Current lung cancer screening methods are invasive and inaccessible, with only at-risk patients currently being offered screening Now, in a recent study, researchers have found a new way to use cell-free DNA found in peripheral blood to detect lung cancer. This genome-wide fragmentation method has the ability to separate cancerous patients from non-cancerous individuals to improve cancer screening methods.
Background: Lung Cancer
The current survival rates for lung cancer patients are extremely low, with less than 20% of patients surviving beyond five years after diagnosis. In addition, survival rates are often lower when the cancer is discovered during the late stages of progression (when treatments are less effective). With rising incidences of lung cancer globally, there is an apparent unmet clinical need for improved cancer screening for both high-risk individuals and the general population.
Current Screening Methods for High-Risk Individuals
Current lung cancer screening methods include low-dose computed tomography (LDCT) on the chest. LDCT creates a 3D image inside the body to view tissues and organs. LDCT is underutilised due to its potentially harmful effects from false-positive imaging results and radiation exposure. Currently, this screening service is only offered to at-risk individuals, with less than 6% of at-risk individuals actually screened. At-risk individuals typically consist of individuals aged 50-80 with a smoking history of 20 or more years.
Biomarker development for early detection of lung cancer has a wide range of applications in cancer screening. For instance, biomarkers can (1) distinguish cancer from non-cancerous pulmonary nodes on chest images, (2) investigate proteins levels and (3) evaluate gene expression profiles in the blood. However, results from biomarker levels can be affected by age, inflammation, or other comorbidities such as autoimmune diseases. Currently, no biomarkers have been approved for clinical use during lung cancer diagnosis.
How Liquid Biopsy is Revolutionising Cancer Screening
Due to current challenges, there is an ongoing demand for non-invasive approaches to improve cancer screening for high-risk individuals and the general population. Liquid biopsy has the potential to transform cancer care. Liquid biopsies are able to identify cancer-related features from cell-free DNA (cfDNA) found in peripheral blood. They also have applications relating to non-invasive diagnostics and disease monitoring.
Liquid Biopsy: Current Status and Future Directions
Detection of Lung Cancer Using Cell-Free DNA Fragmentomes
In a recent paper, Mathios et al. developed a genome-wide approach for the analysis of cfDNA fragmentation profiles named DELFI (DNA evaluation of fragments for early interceptions). DELFI has the potential to identify a large number of tumour-derived changes in circulation. DELFI provides a view of cfDNA ‘fragmentomes,’ allowing for the evaluation of the size, distribution, and frequency of millions of naturally occurring cfDNA fragments across the genome. A cfDNA fragmentome comprehensively represents genome and chromatin characteristics.

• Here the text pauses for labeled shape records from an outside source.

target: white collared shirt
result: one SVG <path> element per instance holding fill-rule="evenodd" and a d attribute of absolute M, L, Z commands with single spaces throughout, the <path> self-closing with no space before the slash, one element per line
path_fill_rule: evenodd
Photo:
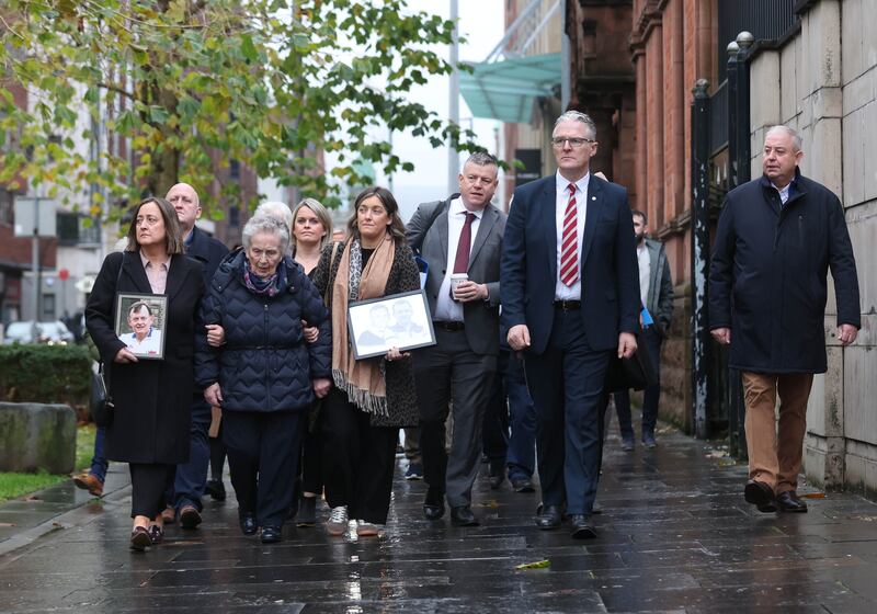
<path fill-rule="evenodd" d="M 149 280 L 149 287 L 152 288 L 152 294 L 164 294 L 164 288 L 168 285 L 168 271 L 171 269 L 171 257 L 160 263 L 158 266 L 152 266 L 149 259 L 140 253 L 140 262 L 144 263 L 144 271 L 146 271 L 146 278 Z"/>
<path fill-rule="evenodd" d="M 444 322 L 462 322 L 463 321 L 463 304 L 455 303 L 451 298 L 451 275 L 454 273 L 454 261 L 457 258 L 457 243 L 459 242 L 459 234 L 463 231 L 463 225 L 466 223 L 464 214 L 475 214 L 471 226 L 471 241 L 469 243 L 469 254 L 475 245 L 475 237 L 478 235 L 478 226 L 481 223 L 481 216 L 485 214 L 481 211 L 468 211 L 460 198 L 451 201 L 447 207 L 447 262 L 445 265 L 445 278 L 442 281 L 442 287 L 438 288 L 438 298 L 435 300 L 435 314 L 433 317 L 436 320 Z"/>
<path fill-rule="evenodd" d="M 785 205 L 786 201 L 788 201 L 788 189 L 791 187 L 791 182 L 789 181 L 788 183 L 786 183 L 786 186 L 783 187 L 782 190 L 776 185 L 774 185 L 773 183 L 771 183 L 771 185 L 774 186 L 774 190 L 779 192 L 779 202 L 782 202 Z"/>
<path fill-rule="evenodd" d="M 579 280 L 571 286 L 567 286 L 560 281 L 560 252 L 563 249 L 563 218 L 567 215 L 567 204 L 569 203 L 569 180 L 560 175 L 560 171 L 555 174 L 557 181 L 557 202 L 555 204 L 555 228 L 557 229 L 557 280 L 555 280 L 556 300 L 580 300 L 582 297 L 582 236 L 584 235 L 584 218 L 588 213 L 588 183 L 591 173 L 576 182 L 576 213 L 578 220 L 576 232 L 579 238 L 579 249 L 576 257 L 579 261 Z"/>

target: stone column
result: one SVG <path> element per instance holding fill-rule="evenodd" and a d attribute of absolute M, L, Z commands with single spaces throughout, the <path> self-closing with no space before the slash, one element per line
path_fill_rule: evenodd
<path fill-rule="evenodd" d="M 841 4 L 822 0 L 801 18 L 800 64 L 797 65 L 802 112 L 798 128 L 804 137 L 804 174 L 828 186 L 841 198 L 842 116 Z M 818 376 L 807 409 L 805 470 L 825 488 L 844 485 L 844 350 L 834 341 L 836 305 L 833 284 L 825 309 L 828 373 Z"/>

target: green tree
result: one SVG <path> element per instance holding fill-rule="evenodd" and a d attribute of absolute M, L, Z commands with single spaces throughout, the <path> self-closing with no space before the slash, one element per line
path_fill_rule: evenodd
<path fill-rule="evenodd" d="M 331 202 L 315 151 L 335 154 L 330 174 L 344 183 L 362 181 L 357 159 L 413 169 L 371 126 L 476 149 L 470 133 L 406 100 L 452 69 L 433 50 L 452 32 L 406 0 L 8 0 L 0 182 L 137 200 L 176 181 L 206 187 L 237 159 Z M 15 104 L 15 84 L 29 109 Z M 133 156 L 114 149 L 95 161 L 76 150 L 71 137 L 88 138 L 102 113 Z M 223 190 L 234 197 L 238 186 Z"/>

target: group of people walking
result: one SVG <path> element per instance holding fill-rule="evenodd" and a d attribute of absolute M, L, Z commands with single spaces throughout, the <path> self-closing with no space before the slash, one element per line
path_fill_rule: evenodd
<path fill-rule="evenodd" d="M 800 150 L 789 128 L 772 130 L 772 138 Z M 798 229 L 806 237 L 797 248 L 776 239 L 773 249 L 800 250 L 815 280 L 807 295 L 809 319 L 795 320 L 806 330 L 790 334 L 818 328 L 830 265 L 843 297 L 838 302 L 841 342 L 852 342 L 857 286 L 848 237 L 844 240 L 839 221 L 842 211 L 834 211 L 836 203 L 813 182 L 795 174 L 799 156 L 789 158 L 794 179 L 781 185 L 785 175 L 774 172 L 776 144 L 771 143 L 763 185 L 747 190 L 761 190 L 770 201 L 775 189 L 778 203 L 783 190 L 788 194 L 793 186 L 789 203 L 797 205 Z M 515 190 L 508 216 L 491 204 L 497 160 L 475 154 L 459 174 L 459 193 L 420 205 L 407 227 L 389 191 L 364 190 L 341 242 L 332 241 L 331 219 L 314 200 L 293 212 L 282 204 L 260 206 L 243 228 L 242 248 L 230 253 L 195 228 L 201 208 L 191 186 L 175 185 L 167 200 L 150 197 L 137 205 L 125 250 L 106 258 L 87 306 L 87 326 L 116 406 L 105 432 L 106 456 L 129 464 L 132 547 L 143 550 L 161 542 L 169 503 L 171 518 L 183 526 L 201 523 L 210 458 L 207 431 L 219 414 L 246 535 L 259 532 L 264 543 L 281 541 L 293 509 L 305 525 L 314 524 L 321 494 L 330 508 L 328 533 L 341 535 L 356 521 L 358 535 L 378 535 L 389 513 L 399 430 L 414 427 L 428 486 L 424 518 L 438 521 L 447 505 L 453 525 L 477 525 L 472 487 L 482 450 L 489 447 L 486 418 L 491 424 L 506 411 L 504 399 L 492 398 L 494 382 L 501 380 L 509 390 L 512 441 L 505 445 L 513 488 L 533 490 L 535 444 L 542 493 L 535 524 L 554 530 L 569 520 L 573 537 L 594 537 L 591 514 L 610 365 L 629 359 L 638 346 L 658 364 L 673 288 L 662 246 L 646 239 L 646 215 L 631 213 L 622 186 L 591 172 L 597 148 L 591 118 L 562 114 L 551 144 L 557 173 Z M 764 234 L 737 204 L 748 194 L 731 192 L 719 224 L 710 280 L 714 336 L 729 342 L 733 327 L 740 336 L 734 343 L 742 339 L 763 350 L 758 360 L 751 354 L 738 360 L 732 345 L 732 357 L 752 372 L 744 374 L 747 403 L 759 418 L 748 418 L 748 436 L 750 429 L 753 437 L 768 430 L 770 388 L 778 382 L 782 408 L 789 398 L 795 406 L 794 419 L 784 418 L 781 408 L 781 441 L 784 425 L 794 440 L 802 437 L 800 408 L 811 374 L 824 371 L 824 348 L 821 362 L 795 362 L 784 353 L 784 339 L 765 331 L 774 348 L 755 334 L 770 322 L 752 328 L 750 318 L 759 310 L 748 299 L 754 291 L 747 288 L 759 280 L 767 292 L 784 271 L 771 246 L 761 245 Z M 815 196 L 822 197 L 811 202 Z M 782 224 L 791 214 L 777 215 Z M 805 249 L 811 238 L 822 248 Z M 391 346 L 356 360 L 349 307 L 421 288 L 415 254 L 425 264 L 434 344 L 410 351 Z M 136 355 L 119 338 L 119 293 L 167 298 L 161 360 Z M 789 317 L 795 296 L 784 305 Z M 652 325 L 643 322 L 643 307 L 652 312 Z M 781 318 L 778 330 L 785 330 L 784 322 Z M 810 345 L 818 351 L 815 342 Z M 785 366 L 777 367 L 776 356 L 784 356 Z M 659 393 L 660 384 L 646 391 L 642 442 L 649 447 Z M 492 401 L 499 409 L 489 409 Z M 622 435 L 630 450 L 626 396 L 617 395 L 616 405 L 619 418 L 626 410 Z M 446 442 L 449 417 L 453 433 Z M 758 452 L 745 498 L 760 510 L 778 504 L 800 511 L 794 491 L 800 437 L 797 448 L 794 442 L 781 444 L 778 461 L 770 444 L 750 444 Z M 491 466 L 491 486 L 502 482 L 504 461 L 501 469 Z"/>

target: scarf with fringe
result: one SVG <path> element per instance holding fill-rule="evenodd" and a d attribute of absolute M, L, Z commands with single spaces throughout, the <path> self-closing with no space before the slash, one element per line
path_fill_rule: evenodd
<path fill-rule="evenodd" d="M 395 257 L 396 245 L 387 234 L 363 269 L 360 240 L 352 239 L 341 255 L 332 285 L 332 379 L 353 405 L 365 412 L 385 417 L 388 411 L 384 360 L 357 361 L 353 357 L 348 341 L 348 306 L 356 300 L 384 296 Z"/>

In the study, researchers examined patient blood samples from 365 individuals examined at Bispeberg Hospital in Copenhagen. The majority (90%) of the 365 individuals were symptomatic, with a high risk of lung cancer. Symptoms included a cough and shortness of breath. The remainder (10%) were asymptomatic at enrollment, with a suspicious lung malignancy found from an x-ray of the chest. Using this method, the researchers detected 121 of the 129 cancerous patients across all stages and subtypes. This included 91% of stage I/II lung cancer cases and 96% of stage III/IV lung cancer cases. DEFLI was also able to distinguish small cell lung cancer from non-small cell lung cancer by looking at the genome-wide fragmentation profiles.

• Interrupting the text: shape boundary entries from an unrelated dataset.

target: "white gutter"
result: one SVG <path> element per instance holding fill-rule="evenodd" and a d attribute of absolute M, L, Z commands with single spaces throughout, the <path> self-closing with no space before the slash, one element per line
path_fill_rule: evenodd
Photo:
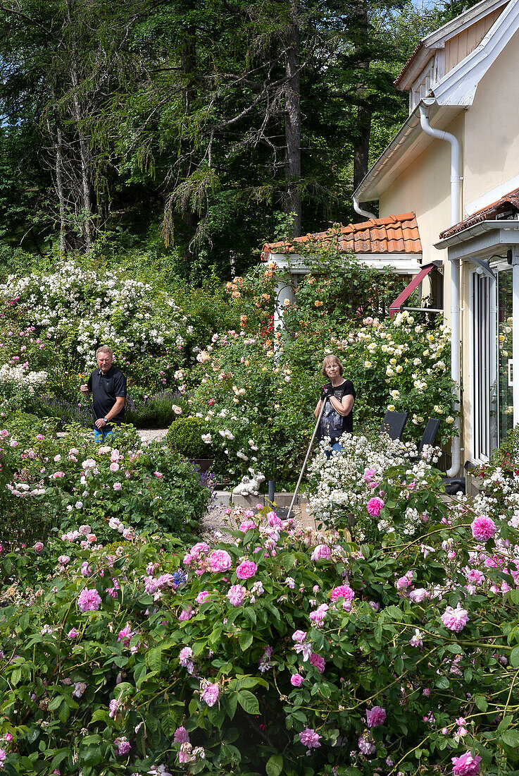
<path fill-rule="evenodd" d="M 426 134 L 439 140 L 445 140 L 451 144 L 451 226 L 460 220 L 461 181 L 459 143 L 457 137 L 450 132 L 435 130 L 429 123 L 429 108 L 434 105 L 434 97 L 427 97 L 420 103 L 420 126 Z M 451 468 L 447 472 L 448 477 L 457 476 L 459 473 L 461 451 L 461 418 L 459 417 L 459 261 L 452 260 L 451 265 L 451 377 L 456 386 L 456 400 L 454 410 L 456 412 L 455 426 L 458 436 L 451 443 Z"/>
<path fill-rule="evenodd" d="M 366 218 L 376 218 L 374 213 L 369 213 L 369 210 L 363 210 L 362 207 L 359 204 L 359 200 L 353 195 L 353 210 L 356 213 L 358 213 L 359 216 L 366 216 Z"/>

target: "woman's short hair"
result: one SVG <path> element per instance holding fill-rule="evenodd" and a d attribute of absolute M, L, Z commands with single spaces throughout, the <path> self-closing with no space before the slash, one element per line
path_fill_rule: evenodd
<path fill-rule="evenodd" d="M 344 373 L 344 367 L 342 366 L 342 364 L 340 362 L 336 355 L 327 355 L 325 360 L 323 361 L 321 371 L 322 372 L 325 377 L 326 377 L 326 367 L 328 365 L 328 364 L 332 363 L 337 364 L 337 365 L 339 366 L 339 373 L 342 377 Z"/>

In this study, the researchers presented an improved DEFLI method for genome-wide fragmentation analyses to detect lung cancer. DEFLI is a proposed method that offers a scalable and simple approach to prescreen high-risk individuals for lung cancer. This method shows promise to improve lung cancer detection and reduce the need for follow-up imaging procedures and invasive biopsies. The ability of the DEFLI to separate lung cancer patients from non-cancerous individuals also provides an opportunity to assess both high-risk individuals and the general population.